Und hier beginnt die eigentliche Dynamik des Imposter-Syndroms. Denn häufig liegt die Ursache dafür viel tiefer.
Warum das Imposter-Syndrom oft nur ein Symptom ist
Bis hierhin klingt das Imposter-Syndrom vielleicht hauptsächlich wie ein Problem mit dem Selbstvertrauen. Als müsste man einfach lernen, selbstbewusster zu werden, Komplimente anzunehmen oder positiver über sich zu denken.
Das ist auch ein Teil davon, allerdings glaube ich, dass das nur der sichtbare Teil ist, und das eigentliche Problem häufig viel tiefer liegt.
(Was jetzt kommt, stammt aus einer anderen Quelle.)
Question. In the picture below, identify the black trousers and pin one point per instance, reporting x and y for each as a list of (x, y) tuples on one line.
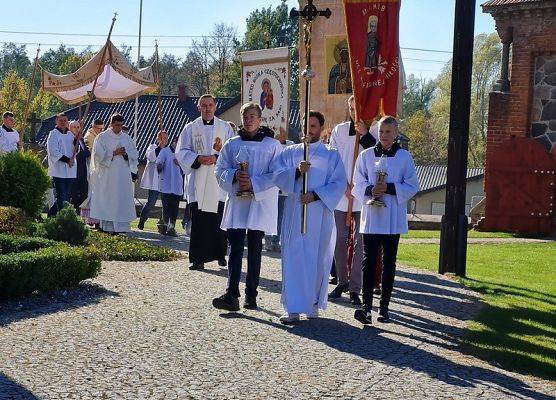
[(236, 237), (170, 207), (207, 242), (371, 248)]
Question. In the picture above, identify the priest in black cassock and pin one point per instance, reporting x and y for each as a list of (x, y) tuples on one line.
[(197, 150)]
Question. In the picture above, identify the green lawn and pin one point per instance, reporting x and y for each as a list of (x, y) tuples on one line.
[(517, 326), (414, 234)]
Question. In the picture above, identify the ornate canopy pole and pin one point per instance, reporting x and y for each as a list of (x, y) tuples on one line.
[(307, 15), (29, 95), (99, 72)]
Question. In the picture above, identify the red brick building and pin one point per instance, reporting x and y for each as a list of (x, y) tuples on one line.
[(520, 175)]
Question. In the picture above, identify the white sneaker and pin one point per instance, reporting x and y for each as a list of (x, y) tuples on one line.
[(289, 317), (314, 314)]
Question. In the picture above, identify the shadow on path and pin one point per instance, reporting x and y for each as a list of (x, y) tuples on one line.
[(12, 390), (373, 343)]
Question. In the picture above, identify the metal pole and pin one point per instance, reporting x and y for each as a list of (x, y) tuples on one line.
[(453, 236), (136, 121)]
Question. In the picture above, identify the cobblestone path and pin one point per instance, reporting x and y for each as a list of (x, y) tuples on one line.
[(148, 331)]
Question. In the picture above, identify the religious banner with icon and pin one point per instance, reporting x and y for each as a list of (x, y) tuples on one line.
[(373, 38), (337, 65), (266, 81)]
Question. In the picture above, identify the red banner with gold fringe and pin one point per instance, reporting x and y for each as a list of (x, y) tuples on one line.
[(374, 49)]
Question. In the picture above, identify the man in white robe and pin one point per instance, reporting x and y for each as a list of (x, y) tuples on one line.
[(306, 258), (9, 137), (343, 138), (171, 187), (383, 225), (113, 158), (197, 150), (254, 214)]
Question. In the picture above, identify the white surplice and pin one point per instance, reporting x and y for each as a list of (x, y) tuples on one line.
[(345, 144), (391, 219), (112, 194), (306, 259), (260, 212), (170, 178), (150, 177), (9, 140), (195, 140)]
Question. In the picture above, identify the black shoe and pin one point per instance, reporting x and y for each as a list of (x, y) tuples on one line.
[(226, 302), (383, 316), (363, 316), (337, 292), (354, 299), (250, 303)]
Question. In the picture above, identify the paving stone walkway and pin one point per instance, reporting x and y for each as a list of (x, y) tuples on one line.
[(148, 331)]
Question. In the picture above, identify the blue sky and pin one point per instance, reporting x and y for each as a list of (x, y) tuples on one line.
[(426, 24)]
In den letzten Jahren habe ich in meiner Praxis immer wieder mit Klientinnen gearbeitet, bei denen hinter dem Imposter-Syndrom oft derselbe Glaubenssatz steckt:
„Ich bin nicht gut genug.“
Das Imposter-Syndrom ist dann nicht die Ursache, sondern das Symptom.
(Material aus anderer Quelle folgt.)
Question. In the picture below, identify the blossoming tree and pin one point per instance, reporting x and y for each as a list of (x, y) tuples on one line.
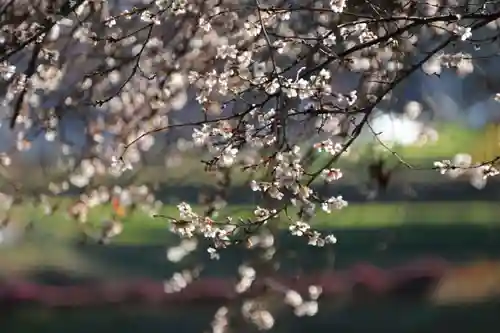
[(261, 85)]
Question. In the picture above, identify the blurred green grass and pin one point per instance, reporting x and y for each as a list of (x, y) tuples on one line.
[(141, 228)]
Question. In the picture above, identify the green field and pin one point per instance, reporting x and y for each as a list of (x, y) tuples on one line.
[(378, 233), (143, 229)]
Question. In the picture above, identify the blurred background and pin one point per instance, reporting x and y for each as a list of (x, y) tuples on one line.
[(396, 215)]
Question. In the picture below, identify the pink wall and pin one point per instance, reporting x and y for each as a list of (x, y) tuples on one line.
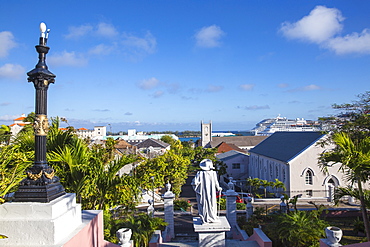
[(366, 244), (92, 235)]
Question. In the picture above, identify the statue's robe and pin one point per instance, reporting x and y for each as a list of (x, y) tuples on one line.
[(206, 185)]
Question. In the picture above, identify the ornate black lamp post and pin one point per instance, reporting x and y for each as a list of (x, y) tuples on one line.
[(40, 185)]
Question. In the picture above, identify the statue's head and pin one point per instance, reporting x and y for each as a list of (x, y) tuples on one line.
[(206, 164)]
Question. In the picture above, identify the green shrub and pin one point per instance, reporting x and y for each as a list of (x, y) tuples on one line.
[(221, 203), (181, 204), (240, 206)]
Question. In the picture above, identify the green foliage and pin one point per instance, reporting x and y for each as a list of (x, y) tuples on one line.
[(353, 156), (353, 192), (5, 134), (171, 167), (13, 164), (240, 206), (256, 183), (297, 229), (181, 204)]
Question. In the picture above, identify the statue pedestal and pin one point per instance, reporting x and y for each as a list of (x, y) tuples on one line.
[(211, 234), (39, 224)]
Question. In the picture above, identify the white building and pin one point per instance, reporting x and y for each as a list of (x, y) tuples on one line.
[(18, 124), (134, 137), (97, 133), (237, 164), (292, 157)]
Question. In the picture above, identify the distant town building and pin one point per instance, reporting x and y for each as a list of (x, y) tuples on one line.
[(98, 131), (243, 142), (271, 125), (134, 137), (237, 164), (206, 133)]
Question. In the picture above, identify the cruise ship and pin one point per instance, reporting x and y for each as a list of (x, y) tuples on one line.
[(272, 125)]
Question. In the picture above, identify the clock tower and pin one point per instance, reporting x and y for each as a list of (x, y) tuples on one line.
[(206, 133)]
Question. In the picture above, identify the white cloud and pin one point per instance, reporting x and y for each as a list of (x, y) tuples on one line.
[(311, 87), (214, 89), (353, 43), (139, 45), (101, 49), (8, 117), (247, 87), (209, 37), (11, 71), (101, 29), (283, 85), (321, 24), (157, 94), (106, 30), (77, 32), (255, 107), (149, 83), (6, 43), (67, 59)]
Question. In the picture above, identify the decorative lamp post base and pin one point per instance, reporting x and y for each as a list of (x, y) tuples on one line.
[(39, 193)]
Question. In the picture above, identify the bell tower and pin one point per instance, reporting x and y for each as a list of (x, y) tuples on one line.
[(206, 130)]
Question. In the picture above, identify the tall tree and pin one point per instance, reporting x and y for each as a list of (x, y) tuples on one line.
[(171, 167), (5, 134)]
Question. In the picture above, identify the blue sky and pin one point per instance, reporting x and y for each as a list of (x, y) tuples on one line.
[(168, 65)]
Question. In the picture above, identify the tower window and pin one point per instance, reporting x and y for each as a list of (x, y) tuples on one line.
[(309, 176), (236, 165)]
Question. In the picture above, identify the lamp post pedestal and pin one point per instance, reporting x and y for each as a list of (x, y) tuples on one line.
[(40, 185)]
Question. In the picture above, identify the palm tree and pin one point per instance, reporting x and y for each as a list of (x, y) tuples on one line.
[(354, 160), (5, 134), (299, 228), (353, 192)]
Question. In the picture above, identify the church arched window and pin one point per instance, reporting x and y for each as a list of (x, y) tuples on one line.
[(309, 176)]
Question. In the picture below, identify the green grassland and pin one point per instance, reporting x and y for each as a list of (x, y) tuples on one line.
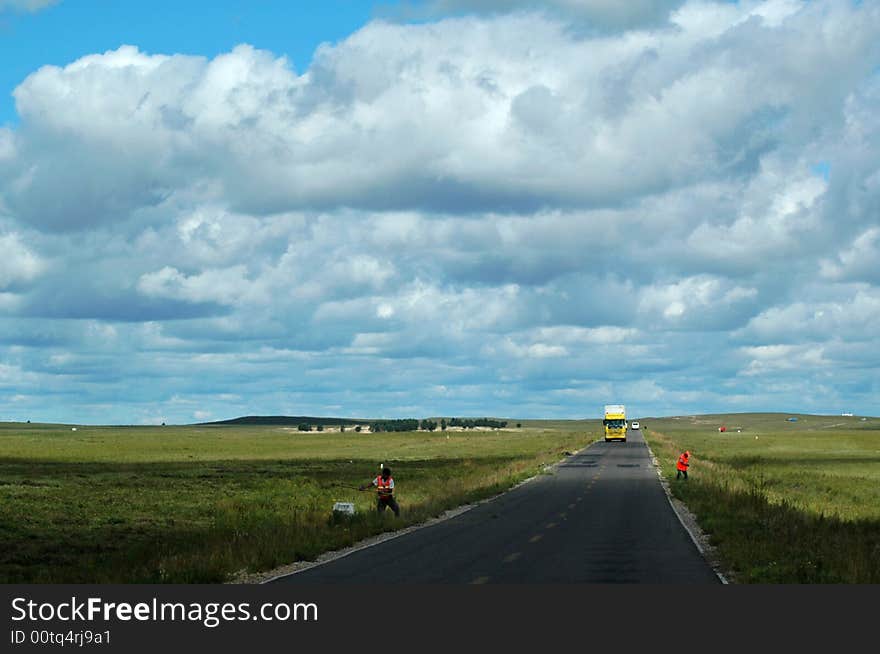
[(199, 504), (783, 502)]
Und dieser Unterschied ist unglaublich wichtig. Denn wenn wir nur versuchen, das Imposter-Syndrom loszuwerden, behandeln wir letztlich nur die Oberfläche. Die eigentliche Dynamik bleibt bestehen.
Wie bei einem Eisberg.
Über der Wasseroberfläche siehst du Selbstzweifel, Perfektionismus oder die Angst, aufzufliegen.
Unter der Wasseroberfläche sind jedoch tiefe innere Überzeugungen, die oft schon seit vielen Jahren in uns aktiv sind.
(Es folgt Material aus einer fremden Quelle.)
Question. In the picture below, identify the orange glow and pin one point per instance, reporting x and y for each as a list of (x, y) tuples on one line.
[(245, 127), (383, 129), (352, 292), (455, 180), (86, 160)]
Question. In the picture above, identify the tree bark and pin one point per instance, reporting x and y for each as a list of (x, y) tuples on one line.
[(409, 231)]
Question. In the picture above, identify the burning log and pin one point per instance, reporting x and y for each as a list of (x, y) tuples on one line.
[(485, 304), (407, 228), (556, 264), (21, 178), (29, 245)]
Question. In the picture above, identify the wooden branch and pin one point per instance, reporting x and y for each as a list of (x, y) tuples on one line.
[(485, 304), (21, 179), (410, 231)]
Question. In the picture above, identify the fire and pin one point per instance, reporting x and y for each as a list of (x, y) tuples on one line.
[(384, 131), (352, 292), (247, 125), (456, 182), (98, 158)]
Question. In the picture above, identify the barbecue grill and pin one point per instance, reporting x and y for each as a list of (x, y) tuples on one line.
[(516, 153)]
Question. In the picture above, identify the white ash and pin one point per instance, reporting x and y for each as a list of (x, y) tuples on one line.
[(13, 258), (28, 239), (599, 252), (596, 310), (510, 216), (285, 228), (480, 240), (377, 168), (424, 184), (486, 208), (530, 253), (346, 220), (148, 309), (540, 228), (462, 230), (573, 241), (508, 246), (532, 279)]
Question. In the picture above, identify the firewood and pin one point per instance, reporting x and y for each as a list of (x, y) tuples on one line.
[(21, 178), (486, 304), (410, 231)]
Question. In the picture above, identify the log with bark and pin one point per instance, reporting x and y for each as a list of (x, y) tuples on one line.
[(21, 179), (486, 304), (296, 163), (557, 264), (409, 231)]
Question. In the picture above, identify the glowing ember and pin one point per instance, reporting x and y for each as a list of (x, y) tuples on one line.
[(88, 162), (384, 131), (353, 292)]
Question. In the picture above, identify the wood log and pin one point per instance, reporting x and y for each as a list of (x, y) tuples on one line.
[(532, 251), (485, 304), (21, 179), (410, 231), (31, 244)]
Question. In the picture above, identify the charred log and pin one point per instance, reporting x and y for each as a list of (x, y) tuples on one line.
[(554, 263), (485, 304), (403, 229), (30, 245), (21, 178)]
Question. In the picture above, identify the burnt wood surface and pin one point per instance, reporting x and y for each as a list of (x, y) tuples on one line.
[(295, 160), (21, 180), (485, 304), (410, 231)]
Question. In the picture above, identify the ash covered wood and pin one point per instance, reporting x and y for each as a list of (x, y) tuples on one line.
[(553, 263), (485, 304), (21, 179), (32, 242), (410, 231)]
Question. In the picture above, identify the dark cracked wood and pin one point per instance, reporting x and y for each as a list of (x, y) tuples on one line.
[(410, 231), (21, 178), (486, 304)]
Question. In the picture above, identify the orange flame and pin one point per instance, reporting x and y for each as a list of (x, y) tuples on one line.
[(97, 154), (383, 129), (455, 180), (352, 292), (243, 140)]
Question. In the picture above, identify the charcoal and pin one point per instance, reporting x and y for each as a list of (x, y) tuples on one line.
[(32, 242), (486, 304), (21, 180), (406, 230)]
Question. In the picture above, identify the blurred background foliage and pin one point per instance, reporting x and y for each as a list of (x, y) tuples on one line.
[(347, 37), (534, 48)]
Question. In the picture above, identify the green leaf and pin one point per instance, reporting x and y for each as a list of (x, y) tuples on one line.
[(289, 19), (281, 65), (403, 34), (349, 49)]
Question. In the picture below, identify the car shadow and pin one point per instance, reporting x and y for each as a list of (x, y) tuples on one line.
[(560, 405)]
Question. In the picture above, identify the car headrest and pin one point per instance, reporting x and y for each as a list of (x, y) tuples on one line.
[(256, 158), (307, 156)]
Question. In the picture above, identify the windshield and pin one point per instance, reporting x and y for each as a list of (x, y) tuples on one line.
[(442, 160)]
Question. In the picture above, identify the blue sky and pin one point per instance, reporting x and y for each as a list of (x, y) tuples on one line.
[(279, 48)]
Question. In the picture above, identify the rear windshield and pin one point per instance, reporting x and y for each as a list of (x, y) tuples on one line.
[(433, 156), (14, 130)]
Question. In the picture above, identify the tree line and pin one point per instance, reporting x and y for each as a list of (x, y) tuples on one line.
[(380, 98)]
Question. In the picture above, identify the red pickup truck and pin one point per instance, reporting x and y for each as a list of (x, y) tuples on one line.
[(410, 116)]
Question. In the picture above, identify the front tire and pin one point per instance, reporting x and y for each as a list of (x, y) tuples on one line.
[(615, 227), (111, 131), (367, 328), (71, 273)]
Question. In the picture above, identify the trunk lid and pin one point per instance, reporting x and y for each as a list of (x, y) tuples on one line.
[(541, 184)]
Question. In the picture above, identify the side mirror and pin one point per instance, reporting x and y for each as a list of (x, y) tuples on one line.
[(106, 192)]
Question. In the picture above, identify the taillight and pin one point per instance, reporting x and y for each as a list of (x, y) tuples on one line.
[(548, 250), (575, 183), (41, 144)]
Glaubenssätze, wie zum Beispiel:
- Ich bin nicht gut genug
- Ich muss alles richtig machen.
- Ich darf keine Fehler machen.
- Ich muss mich beweisen.
- Andere sind besser als ich.
- Nur wenn ich etwas leiste, bin ich wertvoll.
- Gut reicht nicht. Es muss besser sein.
Diese Überzeugungen laufen meist völlig unbewusst ab. Gerade deshalb beeinflussen sie unser Leben so stark.
Welcher Glaubenssatz steckt bei dir dahinter?
Vielleicht hast du dich gerade in einem oder mehreren dieser Sätze wiedererkannt. Vielleicht ist dir aber auch noch nicht ganz klar, welcher davon bei dir wirklich der Kern ist.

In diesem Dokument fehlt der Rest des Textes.